Counting the number of True Booleans in a Python L

2019-01-17 19:04发布

站内文章 / Python

49 0

在下西门庆

女 | 书童

私信

可以将文章内容翻译成中文,广告屏蔽插件可能会导致该功能失效(如失效，请关闭广告屏蔽插件后再试):

问题:

I have a list of Booleans:

[True, True, False, False, False, True]

and I am looking for a way to count the number of True in the list (so in the example above, I want the return to be 3.) I have found examples of looking for the number of occurrences of specific elements, but is there a more efficient way to do it since I'm working with Booleans? I'm thinking of something analogous to all or any.

回答1:

True is equal to 1.

>>> sum([True, True, False, False, False, True])
3

回答2:

list has a count method:

>>> [True,True,False].count(True)
2

This is actually more efficient than sum, as well as being more explicit about the intent, so there's no reason to use sum:

In [1]: import random

In [2]: x = [random.choice([True, False]) for i in range(100)]

In [3]: %timeit x.count(True)
970 ns ± 41.1 ns per loop (mean ± std. dev. of 7 runs, 1000000 loops each)

In [4]: %timeit sum(x)
1.72 µs ± 161 ns per loop (mean ± std. dev. of 7 runs, 100000 loops each)

回答3:

If you are only concerned with the constant True, a simple sum is fine. However, keep in mind that in Python other values evaluate as True as well.

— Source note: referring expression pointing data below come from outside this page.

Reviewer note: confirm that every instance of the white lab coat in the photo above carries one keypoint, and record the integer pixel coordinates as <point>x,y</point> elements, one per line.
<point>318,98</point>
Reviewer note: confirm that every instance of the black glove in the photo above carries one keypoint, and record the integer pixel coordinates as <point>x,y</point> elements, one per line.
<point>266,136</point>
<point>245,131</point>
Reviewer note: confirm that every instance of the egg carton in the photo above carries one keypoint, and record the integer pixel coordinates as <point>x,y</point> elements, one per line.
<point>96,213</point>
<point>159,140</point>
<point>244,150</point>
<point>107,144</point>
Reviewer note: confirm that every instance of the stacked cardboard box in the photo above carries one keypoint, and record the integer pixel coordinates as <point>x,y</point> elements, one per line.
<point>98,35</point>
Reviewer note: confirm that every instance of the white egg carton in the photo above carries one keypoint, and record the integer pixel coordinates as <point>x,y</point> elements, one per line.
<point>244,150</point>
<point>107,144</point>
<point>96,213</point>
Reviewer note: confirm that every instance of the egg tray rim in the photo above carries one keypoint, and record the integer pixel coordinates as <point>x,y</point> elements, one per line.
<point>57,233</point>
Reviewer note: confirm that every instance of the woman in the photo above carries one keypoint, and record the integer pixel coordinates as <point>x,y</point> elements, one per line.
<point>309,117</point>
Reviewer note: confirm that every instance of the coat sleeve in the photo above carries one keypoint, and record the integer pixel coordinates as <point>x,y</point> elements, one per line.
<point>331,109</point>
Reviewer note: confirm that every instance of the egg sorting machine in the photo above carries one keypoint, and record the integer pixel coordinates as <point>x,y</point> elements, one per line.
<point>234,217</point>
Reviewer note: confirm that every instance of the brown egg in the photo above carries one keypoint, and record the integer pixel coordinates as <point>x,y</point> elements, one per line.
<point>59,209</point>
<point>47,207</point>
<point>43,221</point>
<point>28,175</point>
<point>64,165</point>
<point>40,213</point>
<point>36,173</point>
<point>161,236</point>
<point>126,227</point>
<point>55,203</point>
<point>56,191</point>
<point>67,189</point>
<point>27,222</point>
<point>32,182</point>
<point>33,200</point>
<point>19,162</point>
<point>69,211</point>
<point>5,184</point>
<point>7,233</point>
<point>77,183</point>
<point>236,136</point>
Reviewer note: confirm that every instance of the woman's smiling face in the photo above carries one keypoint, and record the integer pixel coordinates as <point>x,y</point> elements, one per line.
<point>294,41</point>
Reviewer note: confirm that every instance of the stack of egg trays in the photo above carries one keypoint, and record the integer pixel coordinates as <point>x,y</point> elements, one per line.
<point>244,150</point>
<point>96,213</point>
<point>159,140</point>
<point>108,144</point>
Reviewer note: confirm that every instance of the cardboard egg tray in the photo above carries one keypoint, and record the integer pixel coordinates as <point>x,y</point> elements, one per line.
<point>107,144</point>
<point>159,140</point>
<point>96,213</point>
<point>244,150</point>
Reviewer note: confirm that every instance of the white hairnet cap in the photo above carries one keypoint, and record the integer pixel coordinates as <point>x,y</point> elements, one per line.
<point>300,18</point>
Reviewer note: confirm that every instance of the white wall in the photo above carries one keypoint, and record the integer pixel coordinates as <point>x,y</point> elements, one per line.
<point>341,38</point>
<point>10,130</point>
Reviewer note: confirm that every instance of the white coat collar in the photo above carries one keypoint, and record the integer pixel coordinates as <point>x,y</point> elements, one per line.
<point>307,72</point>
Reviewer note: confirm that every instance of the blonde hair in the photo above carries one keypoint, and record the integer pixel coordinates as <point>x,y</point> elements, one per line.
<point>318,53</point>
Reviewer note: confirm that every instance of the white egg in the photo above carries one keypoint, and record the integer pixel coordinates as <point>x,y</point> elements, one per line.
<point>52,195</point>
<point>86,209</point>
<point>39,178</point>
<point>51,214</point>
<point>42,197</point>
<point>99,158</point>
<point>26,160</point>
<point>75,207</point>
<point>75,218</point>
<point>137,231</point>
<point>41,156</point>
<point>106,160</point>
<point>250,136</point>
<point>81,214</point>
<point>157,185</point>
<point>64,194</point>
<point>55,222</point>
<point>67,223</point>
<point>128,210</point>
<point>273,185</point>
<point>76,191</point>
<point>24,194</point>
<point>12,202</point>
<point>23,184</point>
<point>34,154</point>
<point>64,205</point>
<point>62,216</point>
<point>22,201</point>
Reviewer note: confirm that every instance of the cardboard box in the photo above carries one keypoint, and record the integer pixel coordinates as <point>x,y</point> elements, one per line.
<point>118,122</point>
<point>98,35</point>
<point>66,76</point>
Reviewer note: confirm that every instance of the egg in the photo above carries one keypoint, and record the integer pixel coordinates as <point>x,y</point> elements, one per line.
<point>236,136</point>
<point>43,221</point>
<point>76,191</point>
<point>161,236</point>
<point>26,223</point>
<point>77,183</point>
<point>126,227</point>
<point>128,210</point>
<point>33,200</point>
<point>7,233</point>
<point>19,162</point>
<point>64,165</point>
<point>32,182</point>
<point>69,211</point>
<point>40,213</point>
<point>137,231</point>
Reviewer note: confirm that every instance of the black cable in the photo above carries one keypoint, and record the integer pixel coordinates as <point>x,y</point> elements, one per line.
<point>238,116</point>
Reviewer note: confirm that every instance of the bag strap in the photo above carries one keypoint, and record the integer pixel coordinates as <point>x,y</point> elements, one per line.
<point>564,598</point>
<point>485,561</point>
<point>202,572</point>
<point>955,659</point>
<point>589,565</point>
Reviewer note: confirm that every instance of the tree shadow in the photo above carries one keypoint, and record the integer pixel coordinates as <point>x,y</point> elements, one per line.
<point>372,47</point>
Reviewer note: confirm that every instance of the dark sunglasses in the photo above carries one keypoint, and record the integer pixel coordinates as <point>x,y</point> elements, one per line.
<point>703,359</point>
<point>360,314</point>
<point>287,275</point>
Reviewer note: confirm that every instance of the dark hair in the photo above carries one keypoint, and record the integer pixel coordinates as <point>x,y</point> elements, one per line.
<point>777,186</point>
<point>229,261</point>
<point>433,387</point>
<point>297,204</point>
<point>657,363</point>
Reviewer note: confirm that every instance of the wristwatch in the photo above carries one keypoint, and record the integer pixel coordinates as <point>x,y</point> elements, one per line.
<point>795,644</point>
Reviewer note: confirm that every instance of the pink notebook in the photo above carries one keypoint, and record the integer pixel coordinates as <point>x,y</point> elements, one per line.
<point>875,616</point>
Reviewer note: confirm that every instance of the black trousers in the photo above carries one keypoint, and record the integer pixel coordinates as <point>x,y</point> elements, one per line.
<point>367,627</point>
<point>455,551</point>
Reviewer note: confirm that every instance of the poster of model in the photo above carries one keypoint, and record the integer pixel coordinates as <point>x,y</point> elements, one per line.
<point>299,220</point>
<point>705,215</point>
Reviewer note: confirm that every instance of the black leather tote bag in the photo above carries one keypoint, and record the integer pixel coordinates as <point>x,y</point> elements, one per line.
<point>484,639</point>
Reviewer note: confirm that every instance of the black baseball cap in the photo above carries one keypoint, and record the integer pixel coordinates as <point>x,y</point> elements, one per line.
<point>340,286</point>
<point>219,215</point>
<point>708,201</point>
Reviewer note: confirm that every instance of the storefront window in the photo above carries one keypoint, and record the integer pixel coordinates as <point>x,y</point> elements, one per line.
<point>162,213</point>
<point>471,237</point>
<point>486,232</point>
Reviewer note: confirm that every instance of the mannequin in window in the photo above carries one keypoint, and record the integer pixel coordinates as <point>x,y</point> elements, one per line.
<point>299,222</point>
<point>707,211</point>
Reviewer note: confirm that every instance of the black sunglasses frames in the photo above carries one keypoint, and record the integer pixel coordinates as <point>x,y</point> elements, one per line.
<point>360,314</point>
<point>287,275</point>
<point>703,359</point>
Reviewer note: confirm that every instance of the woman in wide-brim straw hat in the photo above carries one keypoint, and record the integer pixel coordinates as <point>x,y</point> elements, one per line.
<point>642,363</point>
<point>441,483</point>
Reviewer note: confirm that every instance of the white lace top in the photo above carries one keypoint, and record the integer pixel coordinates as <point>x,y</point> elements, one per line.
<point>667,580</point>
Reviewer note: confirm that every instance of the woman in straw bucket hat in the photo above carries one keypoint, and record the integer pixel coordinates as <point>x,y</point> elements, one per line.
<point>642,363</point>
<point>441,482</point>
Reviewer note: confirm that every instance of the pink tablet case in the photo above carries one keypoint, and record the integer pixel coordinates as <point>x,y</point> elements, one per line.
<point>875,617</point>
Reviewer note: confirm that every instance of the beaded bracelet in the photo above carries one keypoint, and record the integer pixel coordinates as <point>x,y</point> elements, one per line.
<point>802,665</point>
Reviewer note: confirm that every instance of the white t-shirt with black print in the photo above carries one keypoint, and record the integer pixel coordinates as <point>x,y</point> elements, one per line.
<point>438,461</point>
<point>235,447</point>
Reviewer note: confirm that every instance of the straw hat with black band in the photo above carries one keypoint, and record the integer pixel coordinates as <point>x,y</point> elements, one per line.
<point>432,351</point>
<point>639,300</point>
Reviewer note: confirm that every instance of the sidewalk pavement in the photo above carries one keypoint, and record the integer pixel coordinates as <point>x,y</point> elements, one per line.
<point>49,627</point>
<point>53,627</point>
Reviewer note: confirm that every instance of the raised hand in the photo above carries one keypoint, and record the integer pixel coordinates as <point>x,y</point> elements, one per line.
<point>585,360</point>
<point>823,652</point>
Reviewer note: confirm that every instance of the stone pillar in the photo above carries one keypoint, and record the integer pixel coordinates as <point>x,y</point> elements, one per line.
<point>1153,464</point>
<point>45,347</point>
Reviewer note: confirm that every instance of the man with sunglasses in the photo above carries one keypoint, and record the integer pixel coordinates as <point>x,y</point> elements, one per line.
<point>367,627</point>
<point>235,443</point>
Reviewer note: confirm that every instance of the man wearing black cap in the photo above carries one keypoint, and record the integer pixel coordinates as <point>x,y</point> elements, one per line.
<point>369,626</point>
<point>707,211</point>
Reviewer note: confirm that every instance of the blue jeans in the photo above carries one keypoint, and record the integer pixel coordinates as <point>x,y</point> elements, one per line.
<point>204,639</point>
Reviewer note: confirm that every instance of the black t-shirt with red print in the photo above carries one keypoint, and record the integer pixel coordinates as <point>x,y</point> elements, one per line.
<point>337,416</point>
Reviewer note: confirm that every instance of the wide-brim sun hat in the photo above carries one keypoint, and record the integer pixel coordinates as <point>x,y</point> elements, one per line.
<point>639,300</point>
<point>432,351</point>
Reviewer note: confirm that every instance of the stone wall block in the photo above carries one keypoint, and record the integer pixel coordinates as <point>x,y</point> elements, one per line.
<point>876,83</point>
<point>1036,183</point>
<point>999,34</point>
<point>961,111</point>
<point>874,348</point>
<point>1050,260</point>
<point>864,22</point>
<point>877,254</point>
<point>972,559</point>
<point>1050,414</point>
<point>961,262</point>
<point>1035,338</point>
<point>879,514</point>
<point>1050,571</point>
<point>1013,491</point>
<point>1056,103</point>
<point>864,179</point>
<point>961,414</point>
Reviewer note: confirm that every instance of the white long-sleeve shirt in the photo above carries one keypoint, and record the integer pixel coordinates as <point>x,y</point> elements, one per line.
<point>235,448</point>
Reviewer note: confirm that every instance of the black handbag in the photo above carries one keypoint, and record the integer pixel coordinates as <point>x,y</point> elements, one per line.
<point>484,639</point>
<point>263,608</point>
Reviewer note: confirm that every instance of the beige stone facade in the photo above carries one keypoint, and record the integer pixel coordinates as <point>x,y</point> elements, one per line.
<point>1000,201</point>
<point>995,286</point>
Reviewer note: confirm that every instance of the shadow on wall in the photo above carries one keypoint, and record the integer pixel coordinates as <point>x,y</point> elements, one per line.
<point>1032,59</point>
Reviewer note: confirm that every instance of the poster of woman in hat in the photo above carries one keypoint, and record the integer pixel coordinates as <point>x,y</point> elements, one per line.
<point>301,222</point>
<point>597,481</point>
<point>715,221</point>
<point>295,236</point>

A more robust solution would be to use the bool builtin:

>>> l = [1, 2, True, False]
>>> sum(bool(x) for x in l)
3

UPDATE: Here's another similarly robust solution that has the advantage of being more transparent:

>>> sum(1 for x in l if x)
3

P.S. Python trivia: True could be true without being 1. Warning: do not try this at work!

>>> True = 2
>>> if True: print('true')
... 
true
>>> l = [True, True, False, True]
>>> sum(l)
6
>>> sum(bool(x) for x in l)
3
>>> sum(1 for x in l if x)
3

Much more evil:

True = False

回答4:

You can use sum():

>>> sum([True, True, False, False, False, True])
3

回答5:

Just for completeness' sake (sum is usually preferable), I wanted to mention that we can also use filter to get the truthy values. In the usual case, filter accepts a function as the first argument, but if you pass it None, it will filter for all "truthy" values. This feature is somewhat surprising, but is well documented and works in both Python 2 and 3.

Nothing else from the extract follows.